Now, we can rationalize that saying or hearing “everything’s going to be okay” doesn’t amount to a hill of beans. Any one of us could get hit by bus tomorrow. I personally know two people to whom this has happened, swear to God, and they are both mostly okay. Conceding that they’re only words, offering such blanket assurance, “it’s all going to work out” or “everything’s gonna be okay” remains infused with invincibility and comfort. How we long for these respites from fear! We race along, looking for opportunities at every turn to bunch up, to draft, reducing the drag on our separate lives. More often than not though, we’re more like bumper cars, sparks flying, crashes imminent, bumping, jarring, stalled. It’s nice to look up and see somebody else flash us a grin, turn a crazy spin, bump the shit out of us, then help us climb out of our wreck, wobbly legged, laughing and shuddering at the same time, grabbing their extended arm with a “you okay?”

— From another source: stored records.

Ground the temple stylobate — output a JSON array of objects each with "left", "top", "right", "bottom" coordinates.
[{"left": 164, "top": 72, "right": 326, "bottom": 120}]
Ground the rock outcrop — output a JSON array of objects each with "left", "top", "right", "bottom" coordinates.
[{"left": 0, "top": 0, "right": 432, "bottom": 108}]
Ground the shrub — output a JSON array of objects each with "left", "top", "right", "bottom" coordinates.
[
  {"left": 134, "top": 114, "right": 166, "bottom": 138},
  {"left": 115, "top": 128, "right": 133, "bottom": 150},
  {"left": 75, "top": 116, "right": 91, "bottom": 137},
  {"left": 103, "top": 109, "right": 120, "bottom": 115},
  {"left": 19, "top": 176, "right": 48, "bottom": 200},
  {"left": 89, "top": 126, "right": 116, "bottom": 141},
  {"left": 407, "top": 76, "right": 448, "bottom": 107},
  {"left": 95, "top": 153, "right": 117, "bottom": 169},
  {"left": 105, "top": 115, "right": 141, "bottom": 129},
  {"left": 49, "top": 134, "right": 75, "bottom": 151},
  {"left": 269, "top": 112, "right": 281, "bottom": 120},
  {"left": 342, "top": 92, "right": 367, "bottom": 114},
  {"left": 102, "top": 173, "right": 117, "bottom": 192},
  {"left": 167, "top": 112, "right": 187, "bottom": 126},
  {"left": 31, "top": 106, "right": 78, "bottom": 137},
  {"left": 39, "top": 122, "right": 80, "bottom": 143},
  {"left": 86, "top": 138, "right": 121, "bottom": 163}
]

My younger sister-in-law Karen told me the other night she’s okay. She’s been a widow now for two months. Karen said she was doing fine until she heard Danny’s Song driving home from work. It laid her out. Naturally, it reminded her of my little brother J.R., the only person in her estimation who had any credibility in the “everything’s gonna be all right” department. She’d been with J.R. since she was 17 years old. It’s hard. And of course, she’s been around long enough to know, like the rest of us, that there are no guarantees in anything. We know better. We know that no matter how hard we try, no matter how conniving or cunning or contrite, there are some things over which we have no control. Zero.
This is where trust takes over. I wrote about this in the last chapter of Off the Leash.

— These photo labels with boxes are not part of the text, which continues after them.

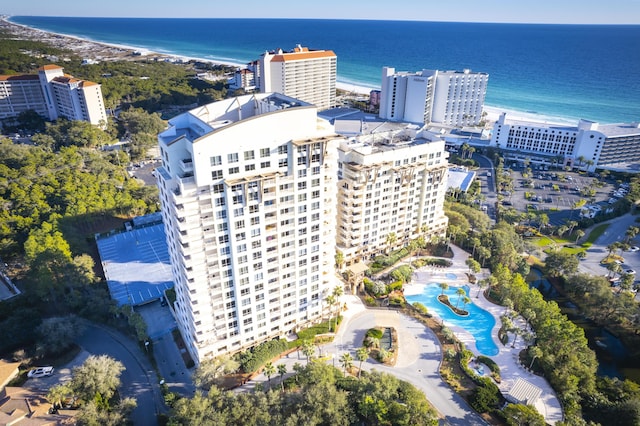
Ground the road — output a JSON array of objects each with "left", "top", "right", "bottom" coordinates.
[
  {"left": 472, "top": 153, "right": 498, "bottom": 220},
  {"left": 579, "top": 214, "right": 640, "bottom": 275},
  {"left": 235, "top": 296, "right": 486, "bottom": 426},
  {"left": 77, "top": 324, "right": 163, "bottom": 426}
]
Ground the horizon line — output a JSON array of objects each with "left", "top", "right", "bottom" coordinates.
[{"left": 6, "top": 14, "right": 640, "bottom": 26}]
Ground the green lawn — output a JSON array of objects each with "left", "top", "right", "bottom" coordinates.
[{"left": 535, "top": 223, "right": 609, "bottom": 254}]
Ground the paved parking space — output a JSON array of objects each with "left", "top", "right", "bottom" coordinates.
[{"left": 502, "top": 167, "right": 614, "bottom": 226}]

Enter trust. We are totally dependent, aren’t we? On the benevolent forces of nature and timing, lust or love, design or accident which squeezes us into our situation, our plop on the planet, where we begin the lifelong barter of this for that, win some, lose some, pros and cons. We rationalize, calculate, scheme and plan and hedge our silly bets, all the while, we’re complicit recruits with an unspoken allegiance to trust. We must trust, mustn’t we? That snakes won’t bite in desert walks at sunset, that tires won’t blow, and rest stops won’t harbor murderers? Trust. Dogs do it. They don’t seem to need us to bark at them, to understand what they cannot articulate nor verify with human words. We can take a lesson from our dogs, to throw ourselves in to forces greater, stronger, longer lasting than our ability to manage them.
My brother Don simply called it faith. Shortly before he started chemo for pancreatic cancer, he told me he was eager to begin treatment. “I know it’s weird to think I’m actually excited about having my body bombarded with toxic drugs, but I am.”

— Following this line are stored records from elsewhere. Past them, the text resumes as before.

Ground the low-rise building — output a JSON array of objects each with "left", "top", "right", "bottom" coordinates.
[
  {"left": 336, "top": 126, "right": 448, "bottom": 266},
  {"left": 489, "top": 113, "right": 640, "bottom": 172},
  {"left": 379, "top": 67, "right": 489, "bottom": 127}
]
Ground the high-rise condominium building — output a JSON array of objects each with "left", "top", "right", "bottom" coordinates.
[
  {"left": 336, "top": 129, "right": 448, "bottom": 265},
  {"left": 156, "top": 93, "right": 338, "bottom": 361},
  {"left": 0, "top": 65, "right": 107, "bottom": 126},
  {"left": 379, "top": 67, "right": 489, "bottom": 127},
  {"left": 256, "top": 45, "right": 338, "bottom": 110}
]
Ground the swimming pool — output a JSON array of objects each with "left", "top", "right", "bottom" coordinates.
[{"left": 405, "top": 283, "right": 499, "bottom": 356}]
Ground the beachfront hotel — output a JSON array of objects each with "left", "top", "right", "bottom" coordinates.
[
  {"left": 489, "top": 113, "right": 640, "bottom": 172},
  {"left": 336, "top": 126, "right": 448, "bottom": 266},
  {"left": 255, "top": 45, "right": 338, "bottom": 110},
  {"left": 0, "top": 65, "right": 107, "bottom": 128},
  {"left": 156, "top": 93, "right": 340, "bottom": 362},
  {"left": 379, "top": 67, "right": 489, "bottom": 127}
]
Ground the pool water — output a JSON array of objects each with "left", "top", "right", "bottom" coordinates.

He compared facing chemo to facing a major league pitcher. “There’s an infinite number of things that can determine how that ball comes across the plate,” he said in that muted voice that cancer had given him. “Standing there, is both thrilling and frightening, because you might get a piece of it and smack a line drive or a home run, or you might get hit with the ball. So I have two choices. I can drop my bat and walk away or I can stand there and take the pitch. I’m gonna stay in the box, because either way, it’s gonna be okay.”
With faith like that, really, what could harm you? It’s easy to live in fear. It calls us to a higher place to live in faith.